A Versatile Scene Model with Differentiable Visibility Applied to Generative Pose Estimation
This addresses the problem of occlusion handling in generative pose estimation for computer vision researchers, offering a versatile model applicable to tasks like multi-object pose estimation and human motion capture, though it is incremental as it builds on existing generative methods with a novel visibility formulation.
The paper tackled the challenge of handling occlusions in generative 3D reconstruction by introducing a new scene representation that enables an analytically differentiable closed-form formulation of surface visibility, resulting in smooth pose similarity energies with rigorous occlusion handling, fewer local minima, and experimentally verified improved convergence of numerical optimization.
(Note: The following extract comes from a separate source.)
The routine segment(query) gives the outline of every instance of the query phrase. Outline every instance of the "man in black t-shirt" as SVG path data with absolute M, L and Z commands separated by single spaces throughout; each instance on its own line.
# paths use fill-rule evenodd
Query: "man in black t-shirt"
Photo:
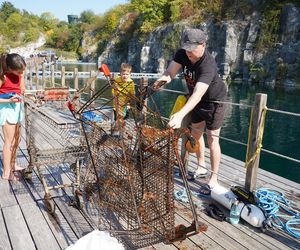
M 206 40 L 207 35 L 202 30 L 186 30 L 182 48 L 176 52 L 163 76 L 154 83 L 154 89 L 159 89 L 162 82 L 169 83 L 180 69 L 183 70 L 190 96 L 184 107 L 170 117 L 169 126 L 180 128 L 183 118 L 191 114 L 192 135 L 200 143 L 199 152 L 196 153 L 198 168 L 195 177 L 204 177 L 207 174 L 203 139 L 206 128 L 212 172 L 208 185 L 200 189 L 200 192 L 210 194 L 210 190 L 218 182 L 221 159 L 219 135 L 225 107 L 218 101 L 222 102 L 225 99 L 227 88 L 218 75 L 215 59 L 206 50 Z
Generative reconstruction methods compute the 3D configuration (such as pose and/or geometry) of a shape by optimizing the overlap of the projected 3D shape model with images. Proper handling of occlusions is a big challenge, since the visibility function that indicates if a surface point is seen from a camera can often not be formulated in closed form, and is in general discrete and non-differentiable at occlusion boundaries. We present a new scene representation that enables an analytically differentiable closed-form formulation of surface visibility. In contrast to previous methods, this yields smooth, analytically differentiable, and efficient to optimize pose similarity energies with rigorous occlusion handling, fewer local minima, and experimentally verified improved convergence of numerical optimization. The underlying idea is a new image formation model that represents opaque objects by a translucent medium with a smooth Gaussian density distribution which turns visibility into a smooth phenomenon. We demonstrate the advantages of our versatile scene model in several generative pose estimation problems, namely marker-less multi-object pose estimation, marker-less human motion capture with few cameras, and image-based 3D geometry estimation.